The concept behind the project is that these bioengineered organisms will enable scientists and pharmaceutical researchers to mass-produce protein and peptide-based products with completely new chemical functionalities, opening the door to potential new drugs and treatments. Peptide-based drugs are of great interest to pharmaceutical companies as they are both highly effective and relatively safe. Around 140 peptide-based therapeutic drugs are currently being evaluated in clinical trials.
The project has significantly added to this field of research by successfully creating and demonstrating several reactions absent from nature. “These engineered bacteria are able to perform reactions that do not exist in living organisms,” explains project coordinator Nediljko Budisa from the Berlin Institute of Technology.
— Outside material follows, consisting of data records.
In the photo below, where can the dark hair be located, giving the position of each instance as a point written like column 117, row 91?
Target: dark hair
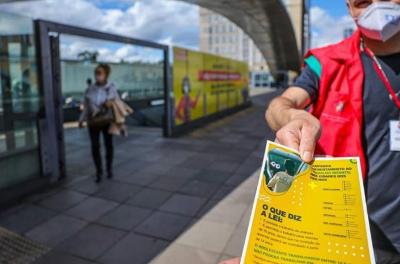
column 105, row 67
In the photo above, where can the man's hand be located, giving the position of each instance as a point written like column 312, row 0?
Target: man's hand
column 301, row 133
column 294, row 127
column 231, row 261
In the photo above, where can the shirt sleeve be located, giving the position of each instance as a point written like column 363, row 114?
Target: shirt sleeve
column 84, row 115
column 309, row 81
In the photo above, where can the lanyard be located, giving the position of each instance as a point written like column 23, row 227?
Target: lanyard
column 383, row 76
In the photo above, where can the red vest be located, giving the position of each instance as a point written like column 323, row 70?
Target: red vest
column 339, row 106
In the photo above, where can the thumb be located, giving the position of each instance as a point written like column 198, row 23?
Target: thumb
column 308, row 140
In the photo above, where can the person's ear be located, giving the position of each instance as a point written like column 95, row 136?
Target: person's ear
column 350, row 9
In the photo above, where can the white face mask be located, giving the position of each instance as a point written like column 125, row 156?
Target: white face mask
column 380, row 21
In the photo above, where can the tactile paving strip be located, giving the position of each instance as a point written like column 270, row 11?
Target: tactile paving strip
column 15, row 249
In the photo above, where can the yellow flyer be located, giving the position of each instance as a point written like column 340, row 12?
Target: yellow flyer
column 308, row 213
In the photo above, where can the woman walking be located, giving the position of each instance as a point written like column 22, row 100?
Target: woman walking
column 99, row 117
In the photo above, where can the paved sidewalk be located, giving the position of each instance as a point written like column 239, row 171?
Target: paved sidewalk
column 172, row 200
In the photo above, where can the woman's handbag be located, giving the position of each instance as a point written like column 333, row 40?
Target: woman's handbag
column 103, row 118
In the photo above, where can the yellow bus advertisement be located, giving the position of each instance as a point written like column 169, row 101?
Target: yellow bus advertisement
column 206, row 84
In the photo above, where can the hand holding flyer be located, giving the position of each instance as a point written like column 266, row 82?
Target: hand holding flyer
column 308, row 213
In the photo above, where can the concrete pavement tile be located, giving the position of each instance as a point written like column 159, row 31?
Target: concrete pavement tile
column 171, row 184
column 227, row 212
column 181, row 254
column 208, row 235
column 183, row 204
column 124, row 217
column 134, row 248
column 60, row 257
column 200, row 188
column 234, row 247
column 149, row 198
column 63, row 200
column 118, row 192
column 92, row 241
column 163, row 225
column 91, row 208
column 26, row 217
column 56, row 230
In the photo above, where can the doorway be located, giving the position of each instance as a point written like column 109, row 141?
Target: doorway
column 68, row 57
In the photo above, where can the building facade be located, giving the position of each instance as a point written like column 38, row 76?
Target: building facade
column 220, row 36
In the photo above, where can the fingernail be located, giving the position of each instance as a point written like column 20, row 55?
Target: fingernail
column 307, row 156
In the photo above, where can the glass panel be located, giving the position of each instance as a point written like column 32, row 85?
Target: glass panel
column 19, row 101
column 137, row 72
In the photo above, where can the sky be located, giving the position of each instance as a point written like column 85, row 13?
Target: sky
column 167, row 22
column 329, row 18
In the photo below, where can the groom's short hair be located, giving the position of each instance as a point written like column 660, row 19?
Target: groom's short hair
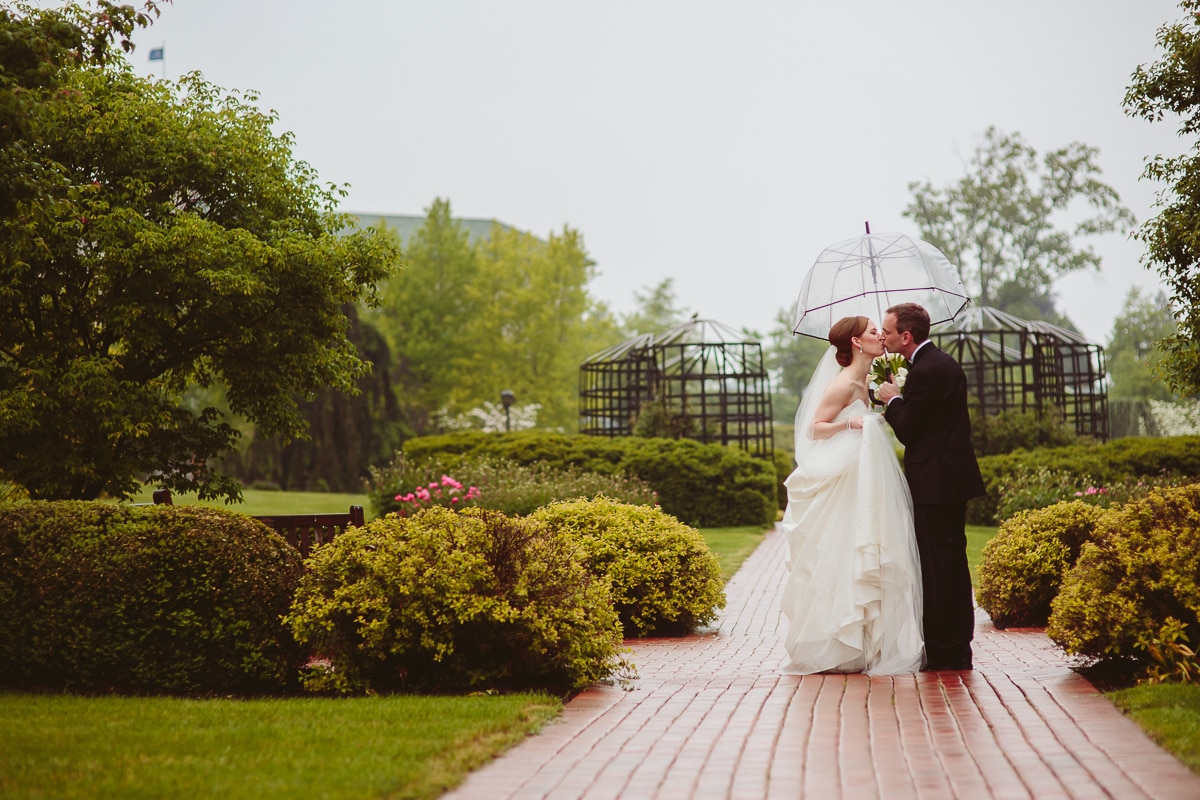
column 911, row 318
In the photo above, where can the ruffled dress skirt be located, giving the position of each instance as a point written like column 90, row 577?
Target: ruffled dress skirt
column 853, row 596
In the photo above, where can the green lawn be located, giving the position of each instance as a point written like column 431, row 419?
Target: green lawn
column 262, row 504
column 85, row 747
column 400, row 746
column 733, row 545
column 977, row 536
column 1169, row 714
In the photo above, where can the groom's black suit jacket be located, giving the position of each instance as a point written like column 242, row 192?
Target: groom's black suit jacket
column 930, row 420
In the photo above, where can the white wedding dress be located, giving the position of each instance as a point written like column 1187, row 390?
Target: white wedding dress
column 853, row 594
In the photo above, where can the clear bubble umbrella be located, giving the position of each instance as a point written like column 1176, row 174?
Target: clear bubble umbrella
column 865, row 275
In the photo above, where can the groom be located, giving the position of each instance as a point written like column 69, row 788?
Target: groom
column 930, row 419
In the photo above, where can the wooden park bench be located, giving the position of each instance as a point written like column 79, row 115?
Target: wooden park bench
column 300, row 530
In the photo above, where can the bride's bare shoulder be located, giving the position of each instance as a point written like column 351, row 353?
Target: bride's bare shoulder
column 840, row 389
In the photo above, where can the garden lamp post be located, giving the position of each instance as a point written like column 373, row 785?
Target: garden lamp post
column 508, row 398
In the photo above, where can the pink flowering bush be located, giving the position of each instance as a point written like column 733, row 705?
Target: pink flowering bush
column 447, row 493
column 1041, row 487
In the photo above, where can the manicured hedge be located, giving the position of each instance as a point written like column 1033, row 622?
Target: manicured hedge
column 1024, row 564
column 665, row 581
column 707, row 486
column 1115, row 461
column 157, row 599
column 454, row 601
column 1134, row 593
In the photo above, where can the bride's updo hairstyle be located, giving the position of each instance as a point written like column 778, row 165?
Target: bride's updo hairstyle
column 841, row 334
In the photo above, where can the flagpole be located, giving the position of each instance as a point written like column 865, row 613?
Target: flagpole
column 160, row 54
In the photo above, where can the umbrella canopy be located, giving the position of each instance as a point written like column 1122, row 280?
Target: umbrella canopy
column 865, row 275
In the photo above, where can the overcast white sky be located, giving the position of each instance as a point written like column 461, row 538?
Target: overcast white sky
column 719, row 144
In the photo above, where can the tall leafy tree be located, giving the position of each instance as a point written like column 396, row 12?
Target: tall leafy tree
column 163, row 236
column 791, row 360
column 468, row 320
column 1133, row 354
column 1013, row 222
column 425, row 313
column 1171, row 86
column 534, row 323
column 347, row 433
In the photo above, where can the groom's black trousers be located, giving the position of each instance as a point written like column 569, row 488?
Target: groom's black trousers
column 946, row 581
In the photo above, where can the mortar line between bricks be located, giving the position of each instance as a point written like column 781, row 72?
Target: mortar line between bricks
column 953, row 776
column 1117, row 762
column 1068, row 785
column 994, row 737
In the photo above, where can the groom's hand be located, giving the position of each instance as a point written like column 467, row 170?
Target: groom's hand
column 887, row 391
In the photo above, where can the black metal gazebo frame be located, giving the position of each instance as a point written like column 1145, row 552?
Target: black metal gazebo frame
column 700, row 371
column 1029, row 365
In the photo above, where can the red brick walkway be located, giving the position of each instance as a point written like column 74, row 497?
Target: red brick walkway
column 711, row 716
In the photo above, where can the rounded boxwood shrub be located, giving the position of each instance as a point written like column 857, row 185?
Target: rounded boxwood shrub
column 1137, row 585
column 1024, row 564
column 664, row 577
column 144, row 600
column 1126, row 461
column 454, row 601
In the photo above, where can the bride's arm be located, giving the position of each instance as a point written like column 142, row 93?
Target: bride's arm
column 838, row 396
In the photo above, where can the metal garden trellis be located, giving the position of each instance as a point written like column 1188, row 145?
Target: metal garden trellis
column 702, row 371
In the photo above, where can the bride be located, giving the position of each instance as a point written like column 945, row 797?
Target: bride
column 853, row 593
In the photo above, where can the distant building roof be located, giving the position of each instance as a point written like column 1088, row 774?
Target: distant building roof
column 406, row 224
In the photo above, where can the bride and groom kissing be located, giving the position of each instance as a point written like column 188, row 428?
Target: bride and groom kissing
column 877, row 575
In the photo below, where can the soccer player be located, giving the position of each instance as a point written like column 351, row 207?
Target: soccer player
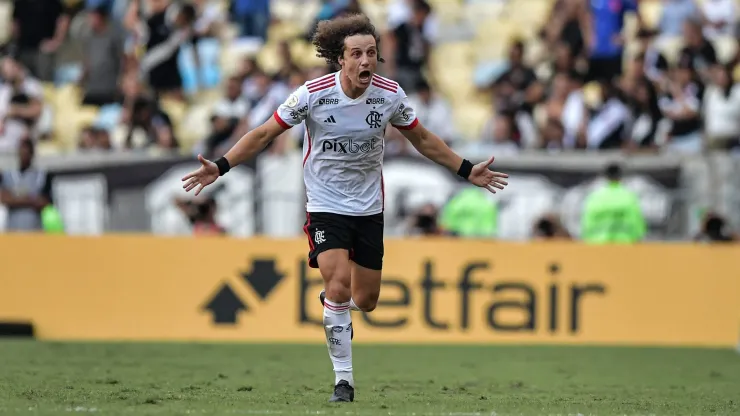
column 346, row 114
“Their unique properties can be exploited in biotechnology applications, for example, for generating novel peptide antibiotics. On the other hand, this technology is also the first step in the creation of synthetic life, which should be genetically and metabolically so far away from that found in nature that it cannot survive outside of laboratory conditions.”
For example, the project team successfully ‘engineered’ E. coli bacteria to produce peptides that they would not otherwise produce in nature. “In this way, we succeeded in ‘teaching’ E. coli cells to synthesise these building blocks on their own,” says Budisa. “This breakthrough represents a solid basis for the design of bacterial strains with altered genetic codes, which could lead to the creation of synthetic organisms. We believe that biodiversity created in this way will represent an important technology."
Such ‘synthetic cell factories’ can also be used to produce a novel generation of synthetic protein/peptide-based antimicrobial products.
Engineering living systems
The discovery of the mechanisms of DNA, the molecule that carries most of the genetic instructions used in the development, functioning and reproduction of all known living organisms, has enabled scientists to move from simply analysing organisms to actually starting to engineer living systems. Advances in genetic programming open the door to producing a whole new range of substances.
“Modern genetic engineers aim to build living systems – like engineers build machines – in order to create artificial biodiversity that can produce virtually every imaginable medically or industrially interesting substance,” explains Budisa. “The METACODE research philosophy has been based on the assumption that artificial biodiversity represents an important technology for the future, with living cells (mainly microbes) functioning as small programmable production units.”
Before completion in November 2015, the METACODE project showed the scientific community that the mass production of tailored protein-based anti-microbial products – achieved through genetically engineered microbial strains – is now feasible.
A new frontier
The project was instrumental in helping to establish the new scientific discipline of ‘xenobiology’. This combination of chemical synthesis and synthetic biology could lead to enhanced biopolymer engineering and pathogen resistance, and address fundamental issues such as understanding the origin of life itself.